Without -it flags you won’t be able to stop the container using Ctrl-C.

If you’re on Linux, Jupyter server with Splash kernel enabled will be available at http://0.0.0.0:8888.

If you use boot2docker, run $ boot2docker ip to get the ip address, the visit http://<ip-returned-by-boot2docker>:8888. If you use docker-machine, run $ docker-machine ip <your machine> to get the ip.

By default, notebooks are stored in a Docker container; they are destroyed when you restart an image. To persist notebooks you can mount a local folder to /notebooks. For example, let’s use current folder to store the notebooks:

$ docker run -v `/bin/pwd`/notebooks:/notebooks -p 8888:8888 -it splash-jupyter

To view Live Webkit window with web inspector when Splash-Jupyter is executed from Docker, you will need to pass additional docker parameters to share the host system’s X server with the docker container, and use the --disable-xvfb command line flag:

$ docker run -e DISPLAY=unix$DISPLAY \
             -v /tmp/.X11-unix:/tmp/.X11-unix \
             -v $XAUTHORITY:$XAUTHORITY \
             -e XAUTHORITY=$XAUTHORITY \
             -p 8888:8888 \
             -it scrapinghub/splash-jupyter --disable-xvfb

Alternatively, to enable live Webkit window you can install Splash in a “manual way” - see Ubuntu 14.04 (manual way).

  1. Install IPython/Jupyter with notebook feature. Splash kernel requires IPython 4.x:

    $ pip3 install 'ipython[notebook] >= 4.0.0, < 5.0'
    
  2. Make sure Splash is installed: run pip3 install -U splash. If you use Splash master branch run pip3 install -U . from source checkout instead.

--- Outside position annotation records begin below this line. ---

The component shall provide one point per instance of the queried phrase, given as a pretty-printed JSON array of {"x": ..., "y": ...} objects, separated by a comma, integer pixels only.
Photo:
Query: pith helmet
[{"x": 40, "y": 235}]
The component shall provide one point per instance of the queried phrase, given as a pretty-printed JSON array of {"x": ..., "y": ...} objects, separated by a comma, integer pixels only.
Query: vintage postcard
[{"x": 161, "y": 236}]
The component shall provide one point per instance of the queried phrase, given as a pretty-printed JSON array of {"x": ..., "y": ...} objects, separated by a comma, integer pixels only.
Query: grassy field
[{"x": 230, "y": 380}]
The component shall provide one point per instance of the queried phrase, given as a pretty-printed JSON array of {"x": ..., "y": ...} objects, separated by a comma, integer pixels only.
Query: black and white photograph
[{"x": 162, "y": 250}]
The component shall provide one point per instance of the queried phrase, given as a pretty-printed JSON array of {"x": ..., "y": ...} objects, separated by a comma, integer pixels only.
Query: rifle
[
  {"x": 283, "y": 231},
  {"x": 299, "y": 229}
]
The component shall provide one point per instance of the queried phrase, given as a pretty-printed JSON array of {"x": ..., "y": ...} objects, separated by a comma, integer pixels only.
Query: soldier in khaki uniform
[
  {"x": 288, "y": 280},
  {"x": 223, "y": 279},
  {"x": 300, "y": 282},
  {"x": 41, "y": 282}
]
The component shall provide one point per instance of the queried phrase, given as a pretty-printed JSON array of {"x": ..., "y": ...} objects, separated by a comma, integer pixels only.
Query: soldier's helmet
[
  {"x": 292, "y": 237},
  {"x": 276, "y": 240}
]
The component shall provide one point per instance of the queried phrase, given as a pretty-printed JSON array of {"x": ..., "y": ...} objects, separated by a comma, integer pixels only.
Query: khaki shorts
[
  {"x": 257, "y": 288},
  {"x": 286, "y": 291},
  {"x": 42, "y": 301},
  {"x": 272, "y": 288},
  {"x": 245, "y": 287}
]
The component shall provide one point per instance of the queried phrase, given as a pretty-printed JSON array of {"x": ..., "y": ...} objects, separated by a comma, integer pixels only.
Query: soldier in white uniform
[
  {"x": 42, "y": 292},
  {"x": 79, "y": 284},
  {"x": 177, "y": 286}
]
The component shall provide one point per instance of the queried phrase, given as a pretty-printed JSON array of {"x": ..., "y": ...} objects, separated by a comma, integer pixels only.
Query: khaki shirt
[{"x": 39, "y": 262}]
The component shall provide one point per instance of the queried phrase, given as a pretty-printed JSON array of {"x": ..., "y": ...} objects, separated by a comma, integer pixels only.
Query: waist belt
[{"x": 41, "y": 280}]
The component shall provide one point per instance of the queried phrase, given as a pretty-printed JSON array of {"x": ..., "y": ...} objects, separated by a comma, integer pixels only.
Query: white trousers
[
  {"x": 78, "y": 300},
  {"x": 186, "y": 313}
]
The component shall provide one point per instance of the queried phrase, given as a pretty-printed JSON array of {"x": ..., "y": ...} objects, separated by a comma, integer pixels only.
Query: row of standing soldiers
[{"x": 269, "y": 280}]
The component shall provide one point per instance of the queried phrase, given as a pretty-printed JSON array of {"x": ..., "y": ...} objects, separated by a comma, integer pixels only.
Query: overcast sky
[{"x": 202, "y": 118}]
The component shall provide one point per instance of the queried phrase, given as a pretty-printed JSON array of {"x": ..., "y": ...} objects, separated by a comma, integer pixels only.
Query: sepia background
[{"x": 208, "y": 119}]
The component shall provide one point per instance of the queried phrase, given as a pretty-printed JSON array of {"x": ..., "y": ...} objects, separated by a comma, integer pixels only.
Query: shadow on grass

  3. Let IPython know about Splash kernel by running the following command:

    $ python3 -m splash.kernel install
    

To run IPython with Splash notebook, first start IPython notebook and then create a new Splash notebook using “New” button.

From Notebook to HTTP API

After you finished developing the script using a Jupyter Notebook, you may want to convert it to a form suitable for submitting to Splash HTTP API (see execute).

To do that, copy-paste (or download using “File -> Download as -> .lua”) all relevant code, then put it inside function main(splash):

function main(splash)
    -- Script code goes here,
    -- including all helper functions.
    return {...}  -- return the result
end

To make the script more generic you can use splash.args instead of hardcoded constants (e.g. for page urls). Also, consider submitting several requests with different arguments instead of running a loop in a script if you need to visit and process several pages - it is an easy way to parallelize the work.

There are some gotchas:

  1. When you run a notebook cell and then run another notebook cell there is a delay between runs; the effect is similar to inserting splash:wait calls at the beginning of each cell.
  2. Regardless of sandbox settings, scripts in Jupyter notebook are not sandboxed. Usually it is not a problem, but some functions may be unavailable in HTTP API if sandbox is enabled.